Let’s continue with the example.

Now that you have scored each of your initiatives, it’s time to rank them. This gives you a clearer path to action initiatives that are right for your business.

If you are late in the game in the planning stage, you may value ease higher than the other two categories.  If everything is running smoothly, it may be time to swing for the fences and go for a high-impact play. The important thing is to think through why you are selecting the path forward.

Step 6: Define Action Items: Things should be pretty mechanical at this point. You know where you are going and how to get there. Make sure to define and delegate action items as clearly as possible. Deadlines are in place, and each player on the team knows what they are responsible for. Get to work, and don’t look back until the end of the quarter.

Step 7: Did It Work? This is the time when you look at your KPIs and metrics. Did you hit your goals? If not, why not? This is where you take an accounting of the last 90 days and craft a response. 

Keep repeating this process until you get where you want to go.

Business Opportunity: EA For New Parents 

Being a parent is a full-time job. But you still have to pay the bill, right? Throw in a demanding job and a boatload of other obligations, and you have a real challenge.

Managing the day-to-day activities of a family is a lot of work, but maybe you don’t have to do it alone. 

Here’s The Idea: The Executive Assistant For Parents

An executive assistant for busy moms helps them with definable, repeatable tasks by identifying and outsourcing the everyday tasks that all new parents face.

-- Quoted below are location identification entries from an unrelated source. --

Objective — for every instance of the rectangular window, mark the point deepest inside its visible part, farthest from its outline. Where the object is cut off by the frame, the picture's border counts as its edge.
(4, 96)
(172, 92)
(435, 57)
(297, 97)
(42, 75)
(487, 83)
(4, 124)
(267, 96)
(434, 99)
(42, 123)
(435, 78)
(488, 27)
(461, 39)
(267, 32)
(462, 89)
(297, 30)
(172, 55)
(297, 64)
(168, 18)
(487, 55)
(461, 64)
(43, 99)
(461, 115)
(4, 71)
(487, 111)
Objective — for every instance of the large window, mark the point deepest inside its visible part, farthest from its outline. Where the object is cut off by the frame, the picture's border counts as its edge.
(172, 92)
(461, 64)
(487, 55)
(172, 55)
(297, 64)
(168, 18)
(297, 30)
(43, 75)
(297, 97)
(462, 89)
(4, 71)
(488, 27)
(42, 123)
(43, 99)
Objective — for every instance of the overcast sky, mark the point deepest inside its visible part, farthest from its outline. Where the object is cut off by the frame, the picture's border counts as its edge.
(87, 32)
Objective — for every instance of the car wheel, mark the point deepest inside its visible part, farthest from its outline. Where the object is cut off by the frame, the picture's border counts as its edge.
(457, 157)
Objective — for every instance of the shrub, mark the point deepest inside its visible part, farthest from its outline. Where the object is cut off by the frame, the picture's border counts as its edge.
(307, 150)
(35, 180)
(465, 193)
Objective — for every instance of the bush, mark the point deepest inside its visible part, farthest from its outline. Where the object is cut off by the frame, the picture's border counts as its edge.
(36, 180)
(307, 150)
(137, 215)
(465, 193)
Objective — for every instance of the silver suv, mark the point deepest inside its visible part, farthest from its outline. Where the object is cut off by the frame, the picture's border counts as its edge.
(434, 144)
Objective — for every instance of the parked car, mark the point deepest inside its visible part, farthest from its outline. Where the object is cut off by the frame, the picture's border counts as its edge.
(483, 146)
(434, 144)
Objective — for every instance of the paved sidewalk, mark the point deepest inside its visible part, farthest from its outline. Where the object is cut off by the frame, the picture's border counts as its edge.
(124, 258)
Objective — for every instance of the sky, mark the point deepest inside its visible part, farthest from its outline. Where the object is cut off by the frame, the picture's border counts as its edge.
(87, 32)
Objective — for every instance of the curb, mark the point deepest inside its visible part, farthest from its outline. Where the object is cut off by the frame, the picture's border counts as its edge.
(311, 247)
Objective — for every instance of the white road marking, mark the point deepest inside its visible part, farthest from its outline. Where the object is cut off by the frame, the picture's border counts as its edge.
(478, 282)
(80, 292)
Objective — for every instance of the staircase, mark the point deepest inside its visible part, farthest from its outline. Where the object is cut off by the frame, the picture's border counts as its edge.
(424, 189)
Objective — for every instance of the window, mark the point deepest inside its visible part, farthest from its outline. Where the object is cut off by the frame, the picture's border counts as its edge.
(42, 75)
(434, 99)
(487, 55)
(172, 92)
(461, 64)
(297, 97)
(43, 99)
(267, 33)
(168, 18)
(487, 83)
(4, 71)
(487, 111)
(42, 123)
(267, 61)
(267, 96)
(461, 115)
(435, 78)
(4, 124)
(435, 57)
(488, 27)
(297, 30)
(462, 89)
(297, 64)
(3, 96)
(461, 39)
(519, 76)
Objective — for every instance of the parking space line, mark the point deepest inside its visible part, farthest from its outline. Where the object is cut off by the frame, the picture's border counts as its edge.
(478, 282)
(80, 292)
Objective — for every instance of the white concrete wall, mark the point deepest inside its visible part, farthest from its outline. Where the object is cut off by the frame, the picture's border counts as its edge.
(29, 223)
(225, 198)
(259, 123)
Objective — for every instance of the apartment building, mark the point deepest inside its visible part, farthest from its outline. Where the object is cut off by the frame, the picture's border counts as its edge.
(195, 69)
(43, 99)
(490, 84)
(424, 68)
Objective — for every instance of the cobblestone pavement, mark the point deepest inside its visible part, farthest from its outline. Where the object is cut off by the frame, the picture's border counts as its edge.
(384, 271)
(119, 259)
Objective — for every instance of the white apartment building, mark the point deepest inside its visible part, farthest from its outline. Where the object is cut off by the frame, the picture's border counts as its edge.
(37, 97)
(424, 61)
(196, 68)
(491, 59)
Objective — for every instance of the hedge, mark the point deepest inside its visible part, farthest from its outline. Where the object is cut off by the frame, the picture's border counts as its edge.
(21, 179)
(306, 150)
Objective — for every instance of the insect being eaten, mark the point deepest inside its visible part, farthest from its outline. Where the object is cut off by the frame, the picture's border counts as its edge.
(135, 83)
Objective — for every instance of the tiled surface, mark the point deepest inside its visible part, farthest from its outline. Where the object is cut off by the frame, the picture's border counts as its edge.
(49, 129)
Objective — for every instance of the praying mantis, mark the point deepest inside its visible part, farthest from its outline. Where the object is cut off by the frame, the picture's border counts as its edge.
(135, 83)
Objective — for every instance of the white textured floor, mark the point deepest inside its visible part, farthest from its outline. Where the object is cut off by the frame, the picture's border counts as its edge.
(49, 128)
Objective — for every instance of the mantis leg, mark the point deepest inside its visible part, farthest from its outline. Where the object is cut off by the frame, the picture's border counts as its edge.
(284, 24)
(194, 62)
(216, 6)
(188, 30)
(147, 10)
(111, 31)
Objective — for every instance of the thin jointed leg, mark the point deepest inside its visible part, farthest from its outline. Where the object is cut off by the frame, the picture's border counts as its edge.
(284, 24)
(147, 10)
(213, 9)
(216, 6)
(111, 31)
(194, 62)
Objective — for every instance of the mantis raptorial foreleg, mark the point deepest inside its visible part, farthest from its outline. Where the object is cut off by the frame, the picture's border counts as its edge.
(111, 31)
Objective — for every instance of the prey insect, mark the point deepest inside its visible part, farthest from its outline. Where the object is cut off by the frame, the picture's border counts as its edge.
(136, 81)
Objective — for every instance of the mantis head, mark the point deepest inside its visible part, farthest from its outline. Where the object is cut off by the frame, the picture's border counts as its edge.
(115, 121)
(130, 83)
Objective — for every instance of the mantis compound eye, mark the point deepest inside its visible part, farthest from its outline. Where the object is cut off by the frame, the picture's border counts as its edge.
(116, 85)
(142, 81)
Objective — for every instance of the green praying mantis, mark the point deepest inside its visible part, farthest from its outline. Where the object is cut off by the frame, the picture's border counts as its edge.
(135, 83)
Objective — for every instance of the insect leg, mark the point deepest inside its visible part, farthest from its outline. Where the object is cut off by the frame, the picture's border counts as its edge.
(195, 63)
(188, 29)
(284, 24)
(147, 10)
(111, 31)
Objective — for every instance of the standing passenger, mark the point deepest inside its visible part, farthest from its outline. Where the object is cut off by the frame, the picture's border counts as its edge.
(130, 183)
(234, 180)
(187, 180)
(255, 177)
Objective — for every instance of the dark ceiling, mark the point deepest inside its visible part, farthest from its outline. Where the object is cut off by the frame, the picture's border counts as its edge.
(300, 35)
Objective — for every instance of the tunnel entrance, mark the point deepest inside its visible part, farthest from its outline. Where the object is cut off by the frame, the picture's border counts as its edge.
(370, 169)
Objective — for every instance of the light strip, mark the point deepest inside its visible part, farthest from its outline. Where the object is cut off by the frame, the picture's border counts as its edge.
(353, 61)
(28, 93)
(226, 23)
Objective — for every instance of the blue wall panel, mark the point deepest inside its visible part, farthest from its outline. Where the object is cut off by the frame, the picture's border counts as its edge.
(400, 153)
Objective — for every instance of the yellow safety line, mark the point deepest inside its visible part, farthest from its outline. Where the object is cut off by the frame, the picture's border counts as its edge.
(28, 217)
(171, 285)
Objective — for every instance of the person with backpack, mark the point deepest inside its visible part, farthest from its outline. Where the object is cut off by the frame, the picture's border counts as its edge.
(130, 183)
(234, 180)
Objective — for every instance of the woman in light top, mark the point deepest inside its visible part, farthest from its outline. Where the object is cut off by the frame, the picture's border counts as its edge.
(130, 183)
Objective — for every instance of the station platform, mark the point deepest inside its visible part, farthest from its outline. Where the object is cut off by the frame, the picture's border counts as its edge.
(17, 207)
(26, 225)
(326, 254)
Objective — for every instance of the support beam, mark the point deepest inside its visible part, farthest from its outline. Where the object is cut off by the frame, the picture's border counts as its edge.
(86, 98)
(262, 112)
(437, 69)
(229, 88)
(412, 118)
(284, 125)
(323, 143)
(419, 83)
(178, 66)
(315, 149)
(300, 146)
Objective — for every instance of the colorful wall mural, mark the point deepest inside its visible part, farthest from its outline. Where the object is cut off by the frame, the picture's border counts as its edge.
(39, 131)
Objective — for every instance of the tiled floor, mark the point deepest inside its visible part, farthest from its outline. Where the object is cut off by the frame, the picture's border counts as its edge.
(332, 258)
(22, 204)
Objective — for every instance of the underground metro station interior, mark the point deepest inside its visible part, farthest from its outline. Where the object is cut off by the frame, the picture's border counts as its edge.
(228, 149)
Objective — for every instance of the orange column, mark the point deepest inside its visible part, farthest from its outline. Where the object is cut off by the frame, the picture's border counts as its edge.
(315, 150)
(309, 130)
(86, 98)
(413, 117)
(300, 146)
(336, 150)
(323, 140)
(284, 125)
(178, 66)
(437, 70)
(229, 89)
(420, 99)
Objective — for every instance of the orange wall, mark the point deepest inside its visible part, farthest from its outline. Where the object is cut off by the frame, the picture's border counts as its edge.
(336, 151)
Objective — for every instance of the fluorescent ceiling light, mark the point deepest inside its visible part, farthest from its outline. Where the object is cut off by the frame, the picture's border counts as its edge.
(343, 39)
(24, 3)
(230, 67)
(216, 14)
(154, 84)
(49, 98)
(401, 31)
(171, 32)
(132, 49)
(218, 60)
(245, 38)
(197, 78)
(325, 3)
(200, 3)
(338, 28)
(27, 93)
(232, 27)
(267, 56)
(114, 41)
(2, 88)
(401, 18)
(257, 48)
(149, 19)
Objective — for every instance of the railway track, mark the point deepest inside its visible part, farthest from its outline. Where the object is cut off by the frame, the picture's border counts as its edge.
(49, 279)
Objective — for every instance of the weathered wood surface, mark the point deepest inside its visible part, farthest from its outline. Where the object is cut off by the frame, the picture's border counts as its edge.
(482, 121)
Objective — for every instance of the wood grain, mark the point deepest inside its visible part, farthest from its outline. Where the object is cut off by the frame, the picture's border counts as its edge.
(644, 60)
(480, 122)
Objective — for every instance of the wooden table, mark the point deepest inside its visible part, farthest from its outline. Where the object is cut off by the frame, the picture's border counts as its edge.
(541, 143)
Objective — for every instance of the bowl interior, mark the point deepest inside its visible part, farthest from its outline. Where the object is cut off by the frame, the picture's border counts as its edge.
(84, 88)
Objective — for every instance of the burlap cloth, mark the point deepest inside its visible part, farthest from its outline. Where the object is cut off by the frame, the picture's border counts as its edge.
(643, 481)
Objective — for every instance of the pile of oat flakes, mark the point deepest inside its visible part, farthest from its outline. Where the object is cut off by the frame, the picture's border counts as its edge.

Here’s how you could build it:

  1. Validate The Idea: Interview new parents, find out repetitive tasks that each group wishes they could outsource, and develop your first suite of outsourcing ideas. 
  2. Start With Tasks That Can Be Productized: Everyone wants to find a new babysitter, but this is a reference-intensive task with high stakes. Focus on things that can be templated but are shared by both groups. The key here is to explain it easily so it can be delegated off-shore.  A good example is appointment setting - dentists, primary care physicians, nutrition counselors, sleep coaches, and tickets to a children's movie.
  3. Create The Offer: There are a few ways you can go here.  You could shoot for a one-off ticket system with a customer support model. A frazzled mom puts in a request for help with rescheduling a reservation or booking a plane flight. The other option is a subscription service where moms pay a monthly fee at a different tier structure for ease of access and the amount of tasks that can be delegated. 
  4. Get Your First Cohort: Limit the first set of customers to 5-10 moms in a specific geographic area. Use this group to work out the kinks and create a case study for marketing. Testimonials here are key. 
  5. Systematize Fulfillment: Now that you have some live bullets under your belt figure out what can be delegated the easiest and streamline your offer. What are the highest-value tasks that you can repeatedly solve?Now it is time to scale. 
  6. Double Down On Growth: Use the case studies you created from your first cohort to create content on social media. Go where the frustrated moms are and show them there is another way. As your client base begins to grow, invest gains back into marketing. Your client base is your biggest asset and biggest validator. Do everything you can to grow quickly and create a flywheel.